Prospective randomized study of two laparotomy incisions for gastrectomy: midline incision versus transverse incision.

Author information

1
Department of Surgery, Teikyo University Hospital, 2-11-1 Kaga, Itabashi-ku, 173-8605 Tokyo, Japan.

Abstract

BACKGROUND:

We performed a randomized study to evaluate the differences between upper midline incision and transverse incision for gastrectomy.

METHODS:

Patients undergoing distal gastrectomy or total gastrectomy for gastric cancer were randomly allocated to have either an upper midline incision or a transverse incision. The times taken to open and close the abdominal cavity, the number of doses of postoperative analgesics, and the incidence of postoperative pneumonia, wound infection, and intestinal obstruction were compared between the patients having the two incisions.

RESULTS:

Times for both opening and closing the abdominal cavity were longer with a transverse incision, in both the distal gastrectomy group and total gastrectomy group.
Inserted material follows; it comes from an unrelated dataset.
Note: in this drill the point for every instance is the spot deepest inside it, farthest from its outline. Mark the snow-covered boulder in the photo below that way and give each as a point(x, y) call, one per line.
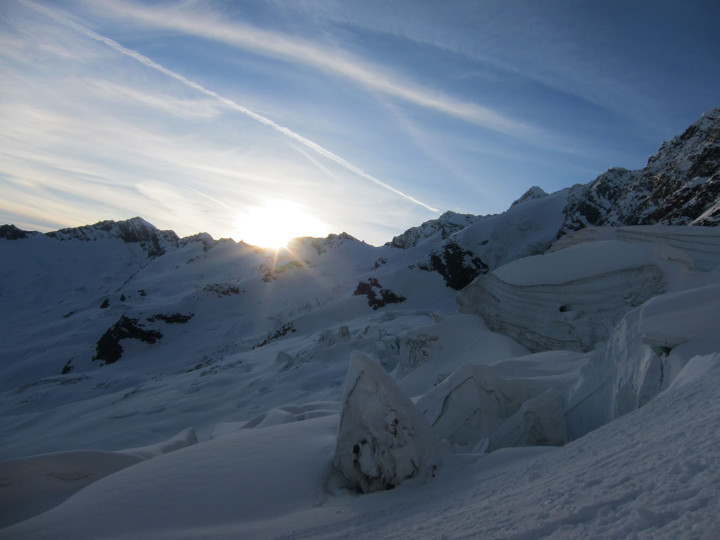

In the patients in whom continuous epidural analgesia was used postoperatively, the number of additional doses of analgesics was smaller in the transverse-incision group after distal gastrectomy. The incidence of postoperative pneumonia was lower in the transverse-incision group after distal gastrectomy. The number of patients with postoperative intestinal obstruction was smaller in the transverse-incision group than in the midline-incision group after distal gastrectomy. In contrast to distal gastrectomy, there was no significant difference in the number of doses of postoperative analgesics, incidence of postoperative pneumonia, or incidence of postoperative intestinal obstruction between the two study groups after total gastrectomy.

CONCLUSION:

A transverse incision for distal gastrectomy may be more beneficial than an upper midline incision in attenuating postoperative wound pain, decreasing the incidence of postoperative pneumonia, and preventing postoperative intestinal obstruction.

PMID:
15449205
DOI:
10.1007/s10120-004-0291-6
[Indexed for MEDLINE]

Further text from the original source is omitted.